Palermo: il Tribunale dei minorenni affida un 16enne a una coppia gay

famiglia omosessuale 200Da strumento di sostegno per minori in difficoltà a terreno di conquista della lobby gay in nome dei cosiddetti ‘diritti civili’ delle coppie omosessuali. L’affido nel nostro Paese corre da tempo questo rischio, e quel che è peggio è che decisioni simili impattano le vite di bambini e ragazzi già fragili.

A novembre il caso della bambina di tre anni affidata dal Tribunale di Bologna a una coppia omosessuale di cinquantenni, amici della famiglia d’origine. Adesso si scopre che sulla stessa linea d’azione si muove anche il Tribunale dei minorenni di Palermo, che ha affidato un ragazzo di sedici anni a una coppia di omosessuali quarantenni maschi.

Il ragazzo ha alle spalle anni una famiglia non in grado di garantirgli una crescita serena e adeguata. Dopo anni passati in comunità educative, di recente il Centro Affidi del Comune di Palermo ha spinto per collocarlo in ‘famiglia’. Salvo poi etichettare come famiglia, legami interpersonali che di famiglia non hanno nulla.

A prendersi cura del ragazzo saranno due uomini, uno scrittore, l’altro impegnato nel settore turistico. Brave persone, assicurano i bene informati. Ma il punto è che per un 16enne così provato, in un momento delicato di crescita, confusione e ricerca della propria identità (com’è naturale che sia l’adolescenza), un minore ha più che mai bisogno di punti di riferimento stabili. E possibilmente di trovare una famiglia con ruoli ben precisi nella quale diventare adulto.
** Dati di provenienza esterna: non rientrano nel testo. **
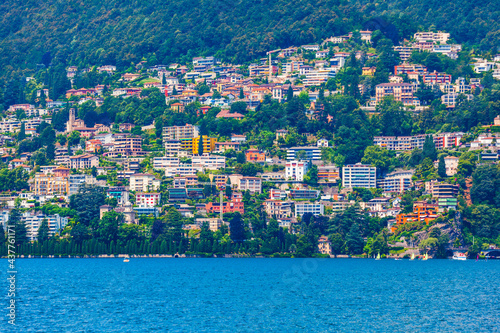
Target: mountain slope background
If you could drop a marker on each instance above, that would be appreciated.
(122, 32)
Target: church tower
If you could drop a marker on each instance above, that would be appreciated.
(71, 122)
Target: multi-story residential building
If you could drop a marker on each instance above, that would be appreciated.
(278, 209)
(359, 175)
(214, 224)
(192, 145)
(447, 140)
(147, 199)
(210, 162)
(255, 155)
(252, 184)
(165, 162)
(185, 181)
(227, 207)
(303, 208)
(443, 190)
(49, 185)
(201, 61)
(85, 161)
(177, 195)
(77, 180)
(33, 221)
(120, 193)
(318, 76)
(422, 212)
(436, 78)
(125, 144)
(303, 194)
(310, 153)
(296, 170)
(450, 100)
(180, 132)
(275, 194)
(409, 69)
(143, 182)
(402, 92)
(398, 181)
(183, 170)
(434, 37)
(404, 52)
(328, 173)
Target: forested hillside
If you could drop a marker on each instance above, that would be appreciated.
(121, 32)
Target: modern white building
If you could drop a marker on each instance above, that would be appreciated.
(359, 175)
(143, 182)
(311, 153)
(303, 208)
(296, 170)
(33, 222)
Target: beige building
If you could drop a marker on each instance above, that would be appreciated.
(85, 161)
(142, 182)
(49, 185)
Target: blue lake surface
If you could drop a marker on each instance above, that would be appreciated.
(247, 295)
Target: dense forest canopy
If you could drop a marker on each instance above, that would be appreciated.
(119, 32)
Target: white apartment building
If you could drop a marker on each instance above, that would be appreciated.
(183, 170)
(252, 184)
(398, 181)
(180, 132)
(278, 209)
(165, 162)
(33, 222)
(210, 162)
(296, 170)
(318, 76)
(429, 36)
(147, 199)
(359, 175)
(315, 209)
(311, 153)
(143, 182)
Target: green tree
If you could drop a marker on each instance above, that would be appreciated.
(107, 230)
(19, 227)
(237, 228)
(337, 244)
(354, 240)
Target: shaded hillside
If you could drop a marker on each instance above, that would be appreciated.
(123, 32)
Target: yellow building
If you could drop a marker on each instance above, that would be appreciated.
(191, 145)
(49, 185)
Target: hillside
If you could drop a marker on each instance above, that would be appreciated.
(121, 32)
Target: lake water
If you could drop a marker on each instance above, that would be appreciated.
(245, 295)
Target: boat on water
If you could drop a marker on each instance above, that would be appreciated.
(459, 256)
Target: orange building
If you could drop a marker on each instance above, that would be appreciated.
(422, 212)
(255, 155)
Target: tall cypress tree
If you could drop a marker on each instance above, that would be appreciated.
(442, 167)
(43, 231)
(19, 227)
(22, 133)
(200, 145)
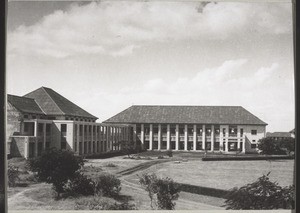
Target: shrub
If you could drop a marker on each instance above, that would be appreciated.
(96, 203)
(13, 175)
(270, 146)
(111, 165)
(56, 167)
(108, 185)
(80, 185)
(261, 194)
(161, 191)
(169, 153)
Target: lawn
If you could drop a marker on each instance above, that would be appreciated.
(223, 174)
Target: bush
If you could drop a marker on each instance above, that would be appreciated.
(161, 191)
(108, 185)
(169, 153)
(261, 194)
(96, 203)
(270, 146)
(80, 185)
(56, 167)
(13, 175)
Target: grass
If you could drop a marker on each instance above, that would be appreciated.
(223, 174)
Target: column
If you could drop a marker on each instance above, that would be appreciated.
(150, 137)
(142, 136)
(185, 137)
(195, 137)
(226, 139)
(44, 136)
(92, 138)
(36, 139)
(26, 148)
(168, 136)
(203, 137)
(212, 135)
(78, 139)
(238, 136)
(159, 137)
(83, 139)
(134, 136)
(177, 137)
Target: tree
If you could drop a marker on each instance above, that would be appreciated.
(56, 167)
(270, 146)
(261, 194)
(161, 190)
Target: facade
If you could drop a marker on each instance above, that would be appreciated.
(280, 135)
(44, 119)
(196, 128)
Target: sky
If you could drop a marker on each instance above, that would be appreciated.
(106, 56)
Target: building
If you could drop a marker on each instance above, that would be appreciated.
(280, 135)
(197, 128)
(43, 119)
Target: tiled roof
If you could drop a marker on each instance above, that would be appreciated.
(278, 134)
(53, 103)
(186, 115)
(25, 105)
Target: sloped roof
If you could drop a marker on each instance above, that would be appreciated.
(186, 115)
(278, 134)
(53, 103)
(25, 105)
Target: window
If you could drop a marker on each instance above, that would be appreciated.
(64, 127)
(254, 132)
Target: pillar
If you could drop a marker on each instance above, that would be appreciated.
(151, 137)
(83, 139)
(195, 137)
(177, 137)
(78, 139)
(159, 137)
(168, 136)
(226, 139)
(212, 137)
(185, 137)
(92, 138)
(142, 136)
(203, 137)
(44, 136)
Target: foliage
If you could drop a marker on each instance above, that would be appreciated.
(80, 184)
(108, 185)
(261, 194)
(13, 175)
(96, 203)
(270, 146)
(56, 167)
(161, 191)
(169, 153)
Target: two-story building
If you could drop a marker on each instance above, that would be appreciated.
(43, 119)
(196, 128)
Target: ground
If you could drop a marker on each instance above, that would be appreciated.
(183, 168)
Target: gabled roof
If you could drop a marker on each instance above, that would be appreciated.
(186, 115)
(53, 103)
(25, 105)
(279, 134)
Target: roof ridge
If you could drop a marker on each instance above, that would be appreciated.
(20, 96)
(52, 100)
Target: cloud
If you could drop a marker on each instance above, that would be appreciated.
(119, 28)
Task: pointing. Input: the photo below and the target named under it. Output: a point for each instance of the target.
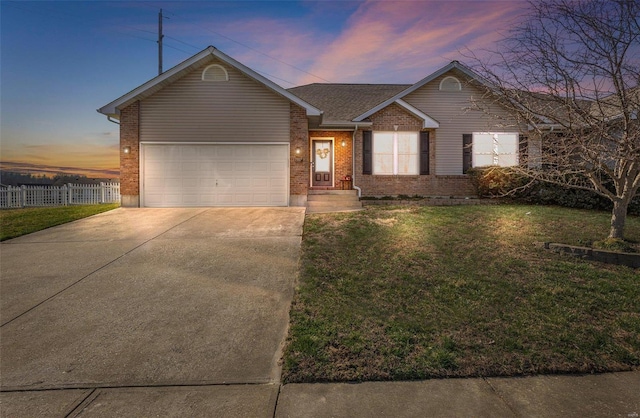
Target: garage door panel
(215, 175)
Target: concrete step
(323, 204)
(333, 197)
(331, 192)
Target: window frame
(396, 154)
(497, 150)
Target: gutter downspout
(353, 159)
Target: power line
(255, 50)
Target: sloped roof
(413, 87)
(343, 102)
(155, 84)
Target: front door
(322, 167)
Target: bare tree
(569, 73)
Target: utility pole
(160, 36)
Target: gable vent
(215, 72)
(450, 84)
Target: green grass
(17, 222)
(423, 292)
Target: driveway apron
(149, 297)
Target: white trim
(333, 159)
(112, 109)
(208, 67)
(210, 143)
(459, 85)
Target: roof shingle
(343, 102)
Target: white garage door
(175, 175)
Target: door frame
(141, 156)
(333, 159)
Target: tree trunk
(618, 218)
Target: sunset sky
(61, 60)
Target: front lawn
(17, 222)
(422, 292)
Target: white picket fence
(69, 194)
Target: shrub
(495, 181)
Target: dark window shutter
(523, 147)
(424, 153)
(367, 152)
(467, 144)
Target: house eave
(428, 121)
(155, 84)
(343, 124)
(452, 65)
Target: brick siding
(299, 164)
(426, 185)
(130, 163)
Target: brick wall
(130, 163)
(299, 164)
(429, 185)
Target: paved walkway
(183, 312)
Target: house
(213, 132)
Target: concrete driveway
(131, 302)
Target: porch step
(320, 201)
(332, 192)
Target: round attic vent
(215, 72)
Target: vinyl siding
(192, 110)
(452, 110)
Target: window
(493, 148)
(215, 72)
(396, 153)
(450, 84)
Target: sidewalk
(605, 395)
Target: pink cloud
(411, 38)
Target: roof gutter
(353, 161)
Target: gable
(170, 76)
(229, 107)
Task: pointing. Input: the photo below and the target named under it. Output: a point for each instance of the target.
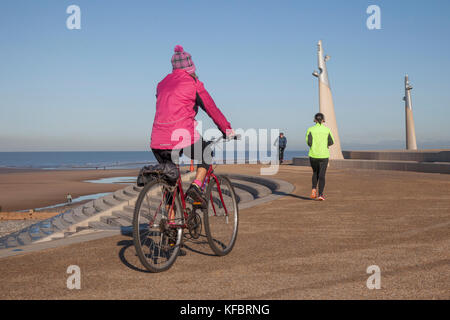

Commenta Cristina Riccardi, membro del direttivo di Ai.Bi. con delega all’affido familiare temporaneo: “Possibile che in tutta la città di Palermo e provincia non ci fosse una famiglia disposta ad accogliere questo ragazzo? La legge italiana consente l’affido sia a famiglie sia a single, ma ormai assistiamo sempre più frequentemente a casi in cui la norma viene piegata all’ideologia del ‘genere’ che diventa criterio unico anche per scelte che dovrebbero tenere unicamente conto del benessere del minore”. E aggiunge: “Inevitabile che sorga il dubbio che si tratti di una scelta fatta per il bene del ragazzo, e non piuttosto del solito ‘segnale ideologico’ che in questo caso passa sulla pelle di un minore”.